Le Passager marqua une pause.

— Le modèle économique que nos ancêtres ont initié lors de la révolution industrielle arrive à son terme. Le tout pétrole et l’exploitation quasi illimitée des ressources terriennes n’en ont plus que pour une poignée d’années. La nourriture, l’eau, les matériaux vont se tarir, engendrant des cascades de manque, de frustration et de morts. Si nous, les 1 %, nos enfants, nos petits-enfants et nos arrière-petits-enfants voulons continuer à vivre comme nous l’avons toujours fait, c’est-à-dire sans compter et mieux que les autres, nous devons drastiquement diminuer la part qui revient aux 99 % ! Notre classe des ultra-riches n’a cessé de s’accroître au cours de la dernière décennie. Il faut donc, dès aujourd’hui, dresser les peuples pour qu’ils apprennent à vivre avec beaucoup moins afin que nous ayons toujours autant, si ce n’est plus !

Grace discernait une véritable passion mêlée de courroux dans les envolées de l’individu.

— Il est bien évidemment impossible d’instaurer ce dressage pays par pays. Cette approche demande bien trop de temps, de concessions, de finesse et finalement de dilution de notre projet. Non, il nous faut, et nous le savons depuis toujours, une gouvernance mondiale, afin que les huit milliards de Terriens marchent d’un pas uniforme et soumis en obéissant aux règles que nous aurons édictées !

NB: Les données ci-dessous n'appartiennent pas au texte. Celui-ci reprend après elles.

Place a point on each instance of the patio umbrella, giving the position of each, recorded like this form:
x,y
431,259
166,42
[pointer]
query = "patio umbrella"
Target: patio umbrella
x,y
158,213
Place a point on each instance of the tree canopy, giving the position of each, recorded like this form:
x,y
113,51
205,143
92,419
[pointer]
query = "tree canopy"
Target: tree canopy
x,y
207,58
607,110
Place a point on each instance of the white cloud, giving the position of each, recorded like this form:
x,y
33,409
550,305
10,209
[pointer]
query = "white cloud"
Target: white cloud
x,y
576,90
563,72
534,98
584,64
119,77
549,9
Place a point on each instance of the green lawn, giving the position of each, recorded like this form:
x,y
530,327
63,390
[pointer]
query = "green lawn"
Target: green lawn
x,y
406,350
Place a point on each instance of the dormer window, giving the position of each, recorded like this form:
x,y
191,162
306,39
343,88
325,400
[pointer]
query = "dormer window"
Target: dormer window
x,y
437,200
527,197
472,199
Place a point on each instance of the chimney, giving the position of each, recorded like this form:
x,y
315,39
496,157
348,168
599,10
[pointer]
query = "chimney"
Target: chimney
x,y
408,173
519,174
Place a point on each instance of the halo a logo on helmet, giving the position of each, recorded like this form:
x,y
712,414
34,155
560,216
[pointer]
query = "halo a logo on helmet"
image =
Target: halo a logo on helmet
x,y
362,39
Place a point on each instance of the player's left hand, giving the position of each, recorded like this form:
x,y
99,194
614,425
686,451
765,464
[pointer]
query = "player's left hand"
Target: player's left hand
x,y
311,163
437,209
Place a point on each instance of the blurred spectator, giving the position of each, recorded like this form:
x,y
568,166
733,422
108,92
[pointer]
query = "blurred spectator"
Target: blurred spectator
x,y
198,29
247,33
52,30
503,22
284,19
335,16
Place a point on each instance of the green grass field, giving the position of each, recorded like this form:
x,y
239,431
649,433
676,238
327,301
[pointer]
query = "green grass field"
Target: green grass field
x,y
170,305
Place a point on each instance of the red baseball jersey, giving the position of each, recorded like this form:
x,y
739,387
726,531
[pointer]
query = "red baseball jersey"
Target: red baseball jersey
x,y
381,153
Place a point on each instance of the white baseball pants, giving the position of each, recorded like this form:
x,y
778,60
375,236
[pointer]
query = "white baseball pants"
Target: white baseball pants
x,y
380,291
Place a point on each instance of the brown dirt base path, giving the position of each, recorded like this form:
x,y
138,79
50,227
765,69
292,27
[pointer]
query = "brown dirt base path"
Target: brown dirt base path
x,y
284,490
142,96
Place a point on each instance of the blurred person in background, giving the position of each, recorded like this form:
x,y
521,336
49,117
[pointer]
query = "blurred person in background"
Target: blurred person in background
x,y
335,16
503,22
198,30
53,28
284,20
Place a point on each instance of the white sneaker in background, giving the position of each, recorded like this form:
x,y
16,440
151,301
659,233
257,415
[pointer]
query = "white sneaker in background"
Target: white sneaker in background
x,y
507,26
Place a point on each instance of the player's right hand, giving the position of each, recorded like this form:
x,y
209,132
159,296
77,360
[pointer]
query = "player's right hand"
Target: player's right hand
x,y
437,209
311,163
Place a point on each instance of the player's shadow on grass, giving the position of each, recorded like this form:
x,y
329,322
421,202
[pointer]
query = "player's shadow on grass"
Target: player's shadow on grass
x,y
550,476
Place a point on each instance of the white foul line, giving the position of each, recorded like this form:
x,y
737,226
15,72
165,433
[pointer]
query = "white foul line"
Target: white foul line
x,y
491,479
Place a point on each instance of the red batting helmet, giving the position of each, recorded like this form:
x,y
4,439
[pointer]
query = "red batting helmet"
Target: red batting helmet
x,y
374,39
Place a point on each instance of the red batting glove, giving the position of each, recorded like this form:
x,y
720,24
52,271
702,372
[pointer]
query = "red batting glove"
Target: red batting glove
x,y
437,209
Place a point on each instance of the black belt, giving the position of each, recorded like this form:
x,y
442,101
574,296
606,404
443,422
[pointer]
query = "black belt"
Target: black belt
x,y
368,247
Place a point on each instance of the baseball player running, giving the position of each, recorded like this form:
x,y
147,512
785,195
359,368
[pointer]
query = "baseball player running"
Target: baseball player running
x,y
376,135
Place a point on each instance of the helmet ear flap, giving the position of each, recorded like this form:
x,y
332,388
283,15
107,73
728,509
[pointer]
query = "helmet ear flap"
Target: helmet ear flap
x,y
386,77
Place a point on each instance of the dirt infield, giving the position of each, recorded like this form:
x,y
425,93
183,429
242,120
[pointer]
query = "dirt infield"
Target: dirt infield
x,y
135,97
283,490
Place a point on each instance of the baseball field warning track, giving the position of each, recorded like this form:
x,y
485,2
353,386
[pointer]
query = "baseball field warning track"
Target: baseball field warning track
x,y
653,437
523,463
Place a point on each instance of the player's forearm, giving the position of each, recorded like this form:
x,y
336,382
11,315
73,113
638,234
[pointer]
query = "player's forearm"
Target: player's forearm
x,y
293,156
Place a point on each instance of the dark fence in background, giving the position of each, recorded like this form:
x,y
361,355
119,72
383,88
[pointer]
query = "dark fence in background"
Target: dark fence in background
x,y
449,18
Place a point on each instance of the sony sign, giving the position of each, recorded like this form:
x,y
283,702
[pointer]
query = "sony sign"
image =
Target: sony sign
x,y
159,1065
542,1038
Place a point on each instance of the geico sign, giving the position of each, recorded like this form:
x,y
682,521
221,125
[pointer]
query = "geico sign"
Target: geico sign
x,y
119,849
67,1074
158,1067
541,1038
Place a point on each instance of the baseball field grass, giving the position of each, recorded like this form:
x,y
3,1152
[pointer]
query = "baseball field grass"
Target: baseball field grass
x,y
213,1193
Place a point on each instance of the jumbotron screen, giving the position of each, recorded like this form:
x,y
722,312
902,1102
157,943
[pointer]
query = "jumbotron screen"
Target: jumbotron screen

Des claquements de mains accueillirent la saillie verbale.

— Mais comment parvenir à cet objectif sans contestation, sans réveil des populations ni hostilité à notre encontre ? Comment ne pas passer pour d’ignobles esclavagistes ? La réponse est simple : d’abord endormir les vigilances, les envies de révolte, et ensuite faire croire aux peuples que notre nouveau modèle de civilisation tient leur bien-être pour seul dessein. Ils nous suivront alors comme des moutons heureux de payer leur propre laine. Je sais, je n’invente rien, il s’agit ni plus ni moins que de la mise en place de la plus brillante idée surgie du cerveau de ce cher La Boétie : la servitude volontaire.

Le Passager tapota sur ce qui devait être son pupitre quand quelques réactions montèrent dans la salle.

— Cependant, malgré tous nos efforts, de nombreuses populations possèdent encore un réflexe enfoui en elles, un désir qui brûle en sourdine, mais qui semble pouvoir s’enflammer à tout moment. Elle est notre pire ennemie : la liberté !

Des contestations se manifestèrent de nouveau dans le public.

— Oui, la liberté. En dépit de nos tentatives pour étouffer ce vieil idéal en le remplaçant par le culte du divertissement illimité et de l’inculture, ce luxe dont ils ne sont pas dignes anime toujours certains d’entre eux. Telle une bête somnolente, elle scrute l’horizon, sentinelle méfiante prête à sonner l’alarme à la moindre avance maladroite ou trop voyante de notre part. Et voilà qu’autour de ce concept claironné par quelques veilleurs ceux que nous étions parvenus à endormir sortent de leur torpeur et se mettent à réfléchir, à s’unir, à s’aimer et à se battre. Chaque fois que nous avons échoué, c’est à cause de la liberté, mesdames et messieurs ! C’est toujours elle qui vient briser notre offensive de contrôle. Pourquoi ? Parce que, au fond de lui, ce petit peuple, ces gens ordinaires savent ou plutôt sentent que, sans le socle de la liberté, aucun autre principe nécessaire à leur bien-être ne peut exister : ni fraternité, ni égalité, ni justice. Cette foutue idée est la seule valeur universelle capable de rassembler les populations et donc de les rendre plus fortes, plus méfiantes, plus indépendantes. C’est d’elle que nous devons nous débarrasser une bonne fois pour toutes.